Illustration: A vaccine program used blinded SSR to increase sample size after early variance estimates were higher than anticipated, ensuring final power remained above 90%.
Case Studies of Sample Size Re-estimation
Case Study 1 – Oncology Trial: At 40% events, conditional power calculations suggested only a 60% chance of success at the original sample size. An additional 500 patients were added to restore 90% power. Regulators approved the modification since it was pre-specified and independently reviewed by a DSMB.
Case Study 2 – Cardiovascular Outcomes Trial: Enrollment was slower than expected, reducing event accrual. Bayesian predictive probability models indicated higher sample size was required. FDA accepted the adaptation after simulations showed error rates remained within acceptable limits.

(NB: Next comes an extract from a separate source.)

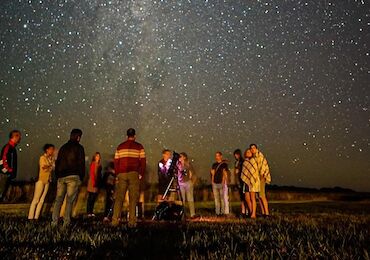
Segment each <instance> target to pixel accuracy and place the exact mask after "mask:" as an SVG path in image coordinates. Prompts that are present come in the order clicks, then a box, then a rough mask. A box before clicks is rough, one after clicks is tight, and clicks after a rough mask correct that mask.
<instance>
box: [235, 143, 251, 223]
mask: <svg viewBox="0 0 370 260" xmlns="http://www.w3.org/2000/svg"><path fill="white" fill-rule="evenodd" d="M234 158H235V162H234V174H233V175H234V178H235V181H236V184H237V187H238V192H239V197H240V202H241V205H240V208H241V217H245V216H246V214H247V208H248V205H247V202H246V200H245V196H244V184H243V183H244V182H243V181H242V179H241V173H242V168H243V161H244V159H243V156H242V152H241V150H240V149H236V150H235V151H234Z"/></svg>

Case Study 3 – Vaccine Program: A pandemic vaccine trial applied blinded SSR after observing variance higher than expected in immunogenicity endpoints. EMA commended the proactive adjustment as ethically and scientifically justified.

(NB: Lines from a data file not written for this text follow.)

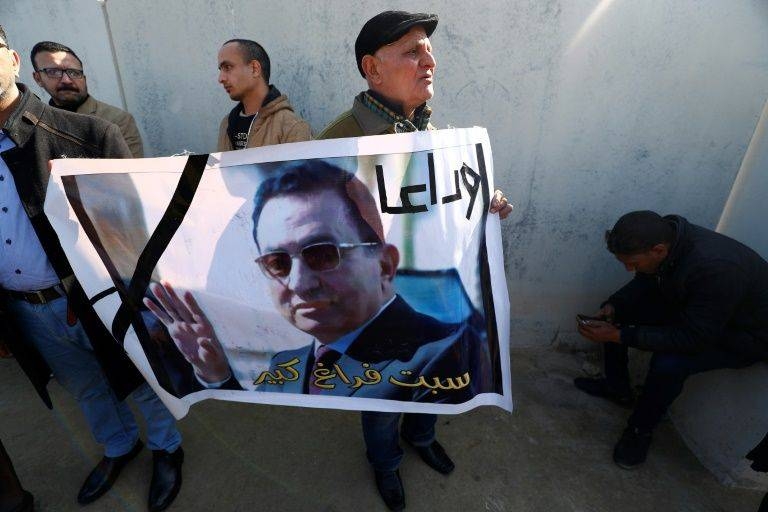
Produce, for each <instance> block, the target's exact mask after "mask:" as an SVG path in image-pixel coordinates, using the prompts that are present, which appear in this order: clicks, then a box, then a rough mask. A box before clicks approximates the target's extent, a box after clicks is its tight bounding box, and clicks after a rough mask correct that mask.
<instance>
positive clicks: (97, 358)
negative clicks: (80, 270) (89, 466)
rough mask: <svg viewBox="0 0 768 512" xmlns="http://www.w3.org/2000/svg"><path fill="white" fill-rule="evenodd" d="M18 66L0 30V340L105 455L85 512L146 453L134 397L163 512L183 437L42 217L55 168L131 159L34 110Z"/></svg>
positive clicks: (83, 486)
mask: <svg viewBox="0 0 768 512" xmlns="http://www.w3.org/2000/svg"><path fill="white" fill-rule="evenodd" d="M20 67H21V59H20V57H19V54H18V53H17V52H16V51H15V50H12V49H11V48H9V47H8V43H7V38H6V34H5V31H4V30H3V28H2V27H0V126H2V130H1V131H0V158H1V159H0V233H2V234H3V243H2V248H3V249H2V258H0V339H4V340H5V341H6V342H7V343H8V344H9V346H10V349H11V352H12V353H13V354H14V355H15V356H16V360H17V361H18V363H19V365H20V366H21V367H22V369H23V370H24V372H25V373H26V374H27V376H28V377H29V378H30V380H31V381H32V383H33V385H34V386H35V388H36V390H37V392H38V393H39V395H40V397H41V398H42V399H43V401H44V402H45V403H46V405H47V406H48V407H52V404H51V399H50V396H49V394H48V392H47V389H46V386H47V383H48V380H49V379H50V376H51V374H53V375H54V376H55V378H56V380H57V381H58V382H59V383H60V384H61V385H62V387H64V389H66V390H67V391H68V392H69V393H70V394H71V395H73V396H74V398H75V399H76V400H77V402H78V404H79V405H80V408H81V410H82V411H83V414H84V416H85V419H86V421H87V423H88V426H89V428H90V430H91V433H92V435H93V437H94V438H95V440H96V441H97V442H98V443H99V444H101V445H103V447H104V456H103V457H102V458H101V460H100V461H99V463H98V464H97V465H96V467H95V468H94V469H93V470H92V471H91V473H90V474H89V475H88V477H87V478H86V481H85V483H84V484H83V485H82V487H81V489H80V492H79V493H78V496H77V500H78V502H79V503H81V504H86V503H91V502H93V501H95V500H96V499H98V498H99V497H101V496H102V495H104V494H105V493H106V492H107V491H108V490H109V489H110V488H111V486H112V484H113V483H114V482H115V480H116V479H117V477H118V476H119V474H120V473H121V471H122V469H123V468H124V467H125V465H126V464H127V463H128V462H129V461H130V460H131V459H133V458H135V457H136V455H138V454H139V453H140V452H141V450H142V447H143V443H142V441H141V439H140V438H139V429H138V426H137V424H136V421H135V419H134V416H133V413H132V412H131V410H130V408H129V407H128V404H126V403H125V401H123V399H124V398H125V397H126V396H127V395H128V394H131V393H132V396H133V398H134V400H135V402H136V405H137V406H138V408H139V409H140V411H141V413H142V415H143V416H144V419H145V420H146V426H147V444H148V445H149V447H150V448H151V449H152V450H153V471H152V481H151V484H150V490H149V499H148V507H149V510H150V511H159V510H164V509H165V508H167V507H168V506H169V505H170V503H171V502H172V501H173V499H174V498H175V497H176V495H177V494H178V492H179V489H180V487H181V463H182V461H183V451H182V449H181V446H180V445H181V434H180V433H179V431H178V430H177V428H176V422H175V420H174V418H173V416H172V415H171V414H170V412H169V411H168V410H167V409H166V408H165V406H164V405H163V404H162V402H161V401H160V399H159V398H158V397H157V395H156V394H155V393H154V392H153V391H152V390H151V388H150V387H149V386H148V385H147V384H146V382H144V381H143V379H142V378H141V375H140V374H139V373H138V372H137V370H136V368H135V367H134V366H133V363H132V362H131V361H130V359H128V357H127V355H126V354H125V352H124V351H123V349H122V347H120V346H119V345H118V344H117V343H116V342H115V339H114V337H112V335H111V333H110V332H109V331H108V330H107V329H106V327H105V326H104V324H103V323H102V322H101V320H100V319H99V318H98V316H97V314H96V312H95V311H94V309H93V307H92V306H91V305H90V304H89V300H88V297H87V295H86V294H85V292H84V291H83V289H82V288H81V286H80V284H79V283H78V281H77V279H76V278H75V276H74V274H73V272H72V268H71V266H70V264H69V262H68V261H67V258H66V255H65V253H64V251H63V249H62V248H61V245H60V244H59V239H58V237H57V235H56V233H55V231H54V230H53V228H52V227H51V224H50V222H49V220H48V218H47V217H46V216H45V213H44V210H43V205H44V203H45V194H46V189H47V185H48V180H49V177H50V170H49V169H50V161H51V160H53V159H55V158H64V157H69V158H129V157H130V152H129V150H128V146H127V145H126V143H125V141H124V139H123V137H122V136H121V134H120V131H119V129H118V127H117V126H116V125H114V124H112V123H109V122H107V121H104V120H102V119H98V118H96V117H91V116H81V115H75V114H72V113H70V112H67V111H65V110H62V109H58V108H51V107H50V106H48V105H45V104H44V103H42V102H40V100H39V99H38V98H37V97H36V96H35V95H34V94H32V93H31V92H30V91H29V89H28V88H27V87H26V86H25V85H24V84H21V83H18V84H17V83H16V78H17V77H18V76H19V69H20ZM50 485H55V482H54V483H51V484H50Z"/></svg>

Challenges in Implementing SSR
Despite advantages, SSR faces challenges:
- Bias risks: Unblinded SSR may inadvertently reveal treatment effects to sponsors, threatening trial integrity.
- Regulatory skepticism: Agencies scrutinize SSR to ensure decisions are not data-driven beyond pre-specification.
- Operational burden: Increasing sample size mid-trial requires logistical adjustments and cost implications.
- Statistical complexity: Combining SSR with other adaptations (e.g., arm dropping) requires extensive simulations.
For example, in a rare disease trial, regulators delayed approval of SSR due to concerns that adaptation rules were not sufficiently pre-specified.
Best Practices for Sponsors
To ensure regulatorily acceptable SSR, sponsors should:
- Pre-specify SSR rules in protocols and SAPs with detailed statistical justifications.
- Favor blinded SSR where feasible to minimize bias.
- Use independent DSMBs for unblinded adaptations.
- Run simulations demonstrating error control and power preservation.
- Document adaptations in Trial Master Files (TMFs) for inspection readiness.
One oncology sponsor created a master SSR appendix with detailed simulation outputs, which regulators praised as a model of transparency.
Regulatory and Ethical Consequences of Poor SSR
Poorly managed SSR may lead to:
- Regulatory rejection: Agencies may deem trial conclusions unreliable.
- Ethical issues: Participants may face unnecessary burdens if trials remain underpowered.
- Financial risks: Costs escalate with unnecessary sample size increases.
- Operational delays: Mid-trial SSR without planning can disrupt timelines.
Key Takeaways
Sample size re-estimation is a valuable adaptive tool when implemented correctly. To ensure compliance and credibility, sponsors should:
- Pre-specify adaptation rules in SAPs and DSM plans.
- Use simulations to validate SSR decisions across scenarios.
- Favor blinded SSR where possible to preserve integrity.
- Engage regulators early to align on acceptable strategies.
By embedding robust SSR strategies, sponsors can ensure that clinical trials remain adequately powered, ethical, and regulatorily compliant.